Laura Malkus, Single Carrot’s development director and the board president of Fells Point Corner Theatre, wrote in Single Carrot’s impact report: “I have never seen a small theater so adept at institutional fundraising. We had a 90% win rate with grant applications. And still that extraordinary success resulted in barely enough to pay three full time staff in one year, let alone produce any theatre.”
The story of Baltimore’s small theaters and space struggles is an old one. Vagabond Players has existed for more than 100 years and occupied no fewer than eight different places before finding its home in Fells Point in a building that could be leased in the 1970s for $1 per month. Fells Point Corner Theatre was born in 1987 when two theaters that lost their venues combined and moved into an old firehouse on Ann Street. Founder Bev Sokal worked diligently with the city to secure funding to turn the building into the theater that it is today. Malkus continues that work in a fundraising landscape that is wildly different.

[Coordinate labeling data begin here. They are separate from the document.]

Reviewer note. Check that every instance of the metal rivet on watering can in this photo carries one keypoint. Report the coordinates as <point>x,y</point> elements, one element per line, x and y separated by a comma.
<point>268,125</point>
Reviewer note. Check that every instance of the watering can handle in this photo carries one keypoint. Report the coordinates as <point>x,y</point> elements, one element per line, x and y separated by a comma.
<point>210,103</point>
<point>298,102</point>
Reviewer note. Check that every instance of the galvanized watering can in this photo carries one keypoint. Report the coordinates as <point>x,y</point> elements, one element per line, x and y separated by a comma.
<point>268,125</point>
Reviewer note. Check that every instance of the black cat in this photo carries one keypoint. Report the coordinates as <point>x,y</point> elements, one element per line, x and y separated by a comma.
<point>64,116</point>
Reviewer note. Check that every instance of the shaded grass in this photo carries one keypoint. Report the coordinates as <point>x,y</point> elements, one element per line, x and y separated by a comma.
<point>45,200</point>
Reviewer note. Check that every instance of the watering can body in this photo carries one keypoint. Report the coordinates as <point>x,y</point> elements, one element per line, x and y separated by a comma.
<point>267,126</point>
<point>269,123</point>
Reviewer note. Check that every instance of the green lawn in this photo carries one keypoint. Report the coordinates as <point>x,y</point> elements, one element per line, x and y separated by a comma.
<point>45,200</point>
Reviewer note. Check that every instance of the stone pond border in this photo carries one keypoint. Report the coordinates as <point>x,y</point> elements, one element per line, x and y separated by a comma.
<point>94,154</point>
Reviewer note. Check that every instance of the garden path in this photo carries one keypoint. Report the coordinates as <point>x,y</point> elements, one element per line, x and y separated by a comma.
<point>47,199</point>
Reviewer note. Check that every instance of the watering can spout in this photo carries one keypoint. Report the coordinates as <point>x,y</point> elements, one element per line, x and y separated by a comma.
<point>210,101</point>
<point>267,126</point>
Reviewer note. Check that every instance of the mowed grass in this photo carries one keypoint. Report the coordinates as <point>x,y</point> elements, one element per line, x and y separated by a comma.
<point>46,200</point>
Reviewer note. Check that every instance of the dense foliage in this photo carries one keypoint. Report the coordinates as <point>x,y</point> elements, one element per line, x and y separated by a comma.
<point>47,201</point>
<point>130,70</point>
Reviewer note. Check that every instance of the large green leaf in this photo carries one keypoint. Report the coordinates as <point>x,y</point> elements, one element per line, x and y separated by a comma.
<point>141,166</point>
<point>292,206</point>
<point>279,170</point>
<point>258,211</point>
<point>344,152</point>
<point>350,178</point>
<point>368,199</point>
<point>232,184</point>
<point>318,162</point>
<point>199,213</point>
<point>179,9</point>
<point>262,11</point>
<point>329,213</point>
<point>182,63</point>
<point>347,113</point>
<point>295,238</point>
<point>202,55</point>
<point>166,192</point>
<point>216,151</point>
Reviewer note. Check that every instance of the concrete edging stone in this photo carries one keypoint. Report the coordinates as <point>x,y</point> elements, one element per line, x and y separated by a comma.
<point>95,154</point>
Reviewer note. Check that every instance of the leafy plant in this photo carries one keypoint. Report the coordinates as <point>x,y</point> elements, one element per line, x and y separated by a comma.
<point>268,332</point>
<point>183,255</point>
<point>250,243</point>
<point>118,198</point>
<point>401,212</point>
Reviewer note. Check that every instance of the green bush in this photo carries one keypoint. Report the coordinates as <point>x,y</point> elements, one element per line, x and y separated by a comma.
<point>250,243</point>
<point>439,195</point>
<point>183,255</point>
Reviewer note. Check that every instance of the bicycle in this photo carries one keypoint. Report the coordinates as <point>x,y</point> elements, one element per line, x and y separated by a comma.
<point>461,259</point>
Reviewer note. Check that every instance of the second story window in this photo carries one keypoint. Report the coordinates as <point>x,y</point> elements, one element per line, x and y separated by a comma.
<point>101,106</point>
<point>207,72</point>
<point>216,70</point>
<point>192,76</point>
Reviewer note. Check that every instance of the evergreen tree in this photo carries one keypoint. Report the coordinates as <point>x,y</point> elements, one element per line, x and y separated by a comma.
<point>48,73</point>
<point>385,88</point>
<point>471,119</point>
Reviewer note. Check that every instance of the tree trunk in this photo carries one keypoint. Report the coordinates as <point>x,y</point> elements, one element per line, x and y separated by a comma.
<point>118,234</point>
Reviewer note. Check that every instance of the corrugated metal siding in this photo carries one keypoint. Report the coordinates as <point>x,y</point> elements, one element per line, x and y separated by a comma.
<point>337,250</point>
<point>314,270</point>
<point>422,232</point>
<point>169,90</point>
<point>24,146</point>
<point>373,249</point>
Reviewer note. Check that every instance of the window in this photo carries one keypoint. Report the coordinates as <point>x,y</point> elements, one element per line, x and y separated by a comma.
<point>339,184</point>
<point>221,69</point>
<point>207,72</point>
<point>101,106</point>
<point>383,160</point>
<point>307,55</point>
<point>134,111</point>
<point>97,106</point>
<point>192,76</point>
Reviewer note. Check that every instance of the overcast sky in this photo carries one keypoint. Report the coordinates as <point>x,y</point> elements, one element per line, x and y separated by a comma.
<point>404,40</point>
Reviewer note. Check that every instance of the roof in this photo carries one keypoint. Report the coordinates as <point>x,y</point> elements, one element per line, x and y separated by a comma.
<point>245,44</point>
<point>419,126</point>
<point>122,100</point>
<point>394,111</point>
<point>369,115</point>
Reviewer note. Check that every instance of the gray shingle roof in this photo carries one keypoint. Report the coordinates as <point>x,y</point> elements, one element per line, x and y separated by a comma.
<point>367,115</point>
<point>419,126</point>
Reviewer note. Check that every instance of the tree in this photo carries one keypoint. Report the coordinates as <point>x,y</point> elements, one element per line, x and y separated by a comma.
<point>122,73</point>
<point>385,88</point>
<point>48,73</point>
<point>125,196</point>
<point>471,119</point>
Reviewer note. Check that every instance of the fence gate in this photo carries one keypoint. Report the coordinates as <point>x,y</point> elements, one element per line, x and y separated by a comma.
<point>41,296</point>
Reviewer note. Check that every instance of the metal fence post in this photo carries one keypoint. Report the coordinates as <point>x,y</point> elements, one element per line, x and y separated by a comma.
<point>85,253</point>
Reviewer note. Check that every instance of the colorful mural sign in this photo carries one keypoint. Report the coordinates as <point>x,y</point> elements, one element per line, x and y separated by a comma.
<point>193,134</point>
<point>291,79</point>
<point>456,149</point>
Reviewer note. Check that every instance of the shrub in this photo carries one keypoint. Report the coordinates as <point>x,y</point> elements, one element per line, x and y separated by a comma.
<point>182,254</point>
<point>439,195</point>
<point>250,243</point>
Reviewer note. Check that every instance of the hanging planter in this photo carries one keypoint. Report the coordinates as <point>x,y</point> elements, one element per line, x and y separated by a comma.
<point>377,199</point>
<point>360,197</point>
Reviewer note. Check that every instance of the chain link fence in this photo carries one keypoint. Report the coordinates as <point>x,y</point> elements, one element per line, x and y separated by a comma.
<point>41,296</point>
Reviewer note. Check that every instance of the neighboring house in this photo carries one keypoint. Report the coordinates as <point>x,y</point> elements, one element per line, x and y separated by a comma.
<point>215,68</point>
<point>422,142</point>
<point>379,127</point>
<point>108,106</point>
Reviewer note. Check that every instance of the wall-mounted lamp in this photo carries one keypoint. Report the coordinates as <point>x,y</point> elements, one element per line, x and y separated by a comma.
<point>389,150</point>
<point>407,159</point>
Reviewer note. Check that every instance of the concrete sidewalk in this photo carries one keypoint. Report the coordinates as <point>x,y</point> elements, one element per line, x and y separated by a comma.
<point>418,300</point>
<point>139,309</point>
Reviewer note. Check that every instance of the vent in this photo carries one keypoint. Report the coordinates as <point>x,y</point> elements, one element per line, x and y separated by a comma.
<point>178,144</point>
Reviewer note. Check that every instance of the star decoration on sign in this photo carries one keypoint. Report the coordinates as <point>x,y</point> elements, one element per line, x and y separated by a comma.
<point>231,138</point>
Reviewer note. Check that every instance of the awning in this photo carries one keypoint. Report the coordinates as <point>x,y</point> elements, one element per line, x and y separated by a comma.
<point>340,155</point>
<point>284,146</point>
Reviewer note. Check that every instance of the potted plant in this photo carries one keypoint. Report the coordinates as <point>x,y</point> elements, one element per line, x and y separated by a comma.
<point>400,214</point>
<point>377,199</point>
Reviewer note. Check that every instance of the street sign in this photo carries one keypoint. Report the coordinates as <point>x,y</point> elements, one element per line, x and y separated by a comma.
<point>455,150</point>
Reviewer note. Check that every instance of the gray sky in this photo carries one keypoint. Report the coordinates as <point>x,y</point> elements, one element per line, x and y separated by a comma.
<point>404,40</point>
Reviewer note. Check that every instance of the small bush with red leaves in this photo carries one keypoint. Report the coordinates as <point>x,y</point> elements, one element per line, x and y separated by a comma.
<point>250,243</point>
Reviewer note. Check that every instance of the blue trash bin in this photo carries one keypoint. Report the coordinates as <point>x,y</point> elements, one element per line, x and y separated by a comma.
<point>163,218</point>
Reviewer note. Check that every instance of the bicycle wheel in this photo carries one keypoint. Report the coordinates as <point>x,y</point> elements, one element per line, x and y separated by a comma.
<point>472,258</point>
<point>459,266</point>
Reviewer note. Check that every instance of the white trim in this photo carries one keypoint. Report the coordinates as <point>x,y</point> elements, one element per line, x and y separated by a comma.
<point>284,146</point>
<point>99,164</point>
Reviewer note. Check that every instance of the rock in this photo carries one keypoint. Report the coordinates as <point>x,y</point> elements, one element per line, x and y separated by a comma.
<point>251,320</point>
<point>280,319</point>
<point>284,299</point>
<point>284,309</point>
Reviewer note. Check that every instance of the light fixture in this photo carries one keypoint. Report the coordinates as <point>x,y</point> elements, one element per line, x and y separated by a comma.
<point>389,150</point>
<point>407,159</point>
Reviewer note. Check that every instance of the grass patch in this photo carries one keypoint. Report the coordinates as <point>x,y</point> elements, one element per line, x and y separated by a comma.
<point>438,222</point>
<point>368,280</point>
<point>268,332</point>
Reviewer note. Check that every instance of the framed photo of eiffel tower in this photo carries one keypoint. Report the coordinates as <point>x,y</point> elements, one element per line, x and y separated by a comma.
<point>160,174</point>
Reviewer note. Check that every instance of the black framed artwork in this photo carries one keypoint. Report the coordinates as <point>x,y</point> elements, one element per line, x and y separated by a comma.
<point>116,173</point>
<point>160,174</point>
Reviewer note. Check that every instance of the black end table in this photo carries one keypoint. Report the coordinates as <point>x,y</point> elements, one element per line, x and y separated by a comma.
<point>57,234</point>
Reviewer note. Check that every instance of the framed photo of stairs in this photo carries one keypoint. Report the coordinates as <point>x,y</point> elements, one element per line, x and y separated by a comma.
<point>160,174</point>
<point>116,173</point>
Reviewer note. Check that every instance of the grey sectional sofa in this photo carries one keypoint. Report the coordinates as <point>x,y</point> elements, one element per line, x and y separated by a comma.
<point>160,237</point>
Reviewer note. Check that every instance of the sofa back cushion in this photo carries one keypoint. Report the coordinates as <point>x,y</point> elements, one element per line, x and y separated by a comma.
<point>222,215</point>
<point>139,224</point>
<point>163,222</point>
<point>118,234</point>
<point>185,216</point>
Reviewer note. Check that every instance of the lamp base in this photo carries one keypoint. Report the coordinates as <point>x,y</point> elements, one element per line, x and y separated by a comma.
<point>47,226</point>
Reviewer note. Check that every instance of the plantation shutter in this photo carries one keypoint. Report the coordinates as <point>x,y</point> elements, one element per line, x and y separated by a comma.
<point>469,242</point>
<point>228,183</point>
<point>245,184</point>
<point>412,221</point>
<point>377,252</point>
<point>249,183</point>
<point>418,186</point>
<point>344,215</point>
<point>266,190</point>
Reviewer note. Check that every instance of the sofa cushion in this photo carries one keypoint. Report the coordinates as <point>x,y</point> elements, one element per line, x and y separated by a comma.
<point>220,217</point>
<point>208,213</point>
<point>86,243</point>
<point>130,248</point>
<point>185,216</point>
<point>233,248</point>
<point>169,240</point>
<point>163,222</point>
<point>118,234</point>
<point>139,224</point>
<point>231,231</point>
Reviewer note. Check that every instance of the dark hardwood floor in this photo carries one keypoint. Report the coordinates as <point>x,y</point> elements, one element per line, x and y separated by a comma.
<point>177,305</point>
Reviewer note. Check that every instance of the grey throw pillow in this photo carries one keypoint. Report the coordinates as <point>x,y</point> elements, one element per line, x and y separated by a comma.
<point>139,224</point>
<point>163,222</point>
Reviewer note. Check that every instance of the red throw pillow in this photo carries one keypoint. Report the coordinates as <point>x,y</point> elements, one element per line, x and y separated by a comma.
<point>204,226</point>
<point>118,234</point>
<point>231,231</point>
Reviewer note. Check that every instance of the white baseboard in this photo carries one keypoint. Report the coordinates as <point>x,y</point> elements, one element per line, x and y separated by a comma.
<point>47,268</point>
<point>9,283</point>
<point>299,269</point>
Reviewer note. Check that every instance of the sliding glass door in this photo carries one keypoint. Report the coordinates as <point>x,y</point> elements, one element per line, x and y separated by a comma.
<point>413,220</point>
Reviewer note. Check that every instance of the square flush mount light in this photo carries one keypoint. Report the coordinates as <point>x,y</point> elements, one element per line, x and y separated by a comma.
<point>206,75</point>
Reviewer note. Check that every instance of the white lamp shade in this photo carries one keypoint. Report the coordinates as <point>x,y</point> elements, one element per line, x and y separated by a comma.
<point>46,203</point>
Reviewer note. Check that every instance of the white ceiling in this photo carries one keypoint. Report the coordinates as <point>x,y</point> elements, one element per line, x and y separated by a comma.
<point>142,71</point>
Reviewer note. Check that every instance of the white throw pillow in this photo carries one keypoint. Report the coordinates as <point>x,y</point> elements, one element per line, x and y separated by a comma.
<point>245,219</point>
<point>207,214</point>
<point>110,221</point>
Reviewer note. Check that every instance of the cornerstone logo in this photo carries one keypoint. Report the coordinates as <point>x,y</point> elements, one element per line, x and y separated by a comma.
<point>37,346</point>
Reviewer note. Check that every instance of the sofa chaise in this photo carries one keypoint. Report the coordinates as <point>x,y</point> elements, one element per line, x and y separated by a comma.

“Baltimore City’s funding sources have gotten narrower and narrower and narrower,” Malkus told The Baltimore Banner. “Center Stage started as a community theater group and it had passionate funders who helped them to grow and now, they [funders] want you to be at a level where they think you’re a safe bet before they invest that kind of money in you, so you’re not going to get there.”
The city’s grant for cultural spaces is paid as a reimbursement, so a small theater company would need a cash reserve in order to even consider applying. And not having a physical home can prevent smaller theaters from receiving funding to obtain one.
“There is still a psychological effect both for funders and for patrons that if you don’t have a space, you aren’t successful,” Malkus said.
Fells Point Corner Theatre has an unpaid staff and only started paying artists in the last five years, but part of its mission is to rent out its stage at an affordable rate to other theaters.
There is a real disconnect between the going rental house rates and the business of theater. To stay alive, small theaters must choose between paying for space or paying its people. And finding affordable space and available grant money requires the efforts of an unpaid volunteer doing the work of full-time staff. And yet, Baltimore’s theater artists continue to tirelessly produce theater in whatever space they can find, working for minimal stipends and modest profits that go directly into the next show’s budget.
Until they can’t anymore.
Single Carrot “closed because the structure of us ever being able to grow and be sustainable was never going to happen,” de Mahy said. “The philanthropic support and the financial support to let theaters and cultural institutions thrive don’t exist here [in Baltimore] and they all are funneled to the largest institutions disproportionately.”
Courtney Proctor is a Baltimore-based freelancer who covers the region’s theater industry.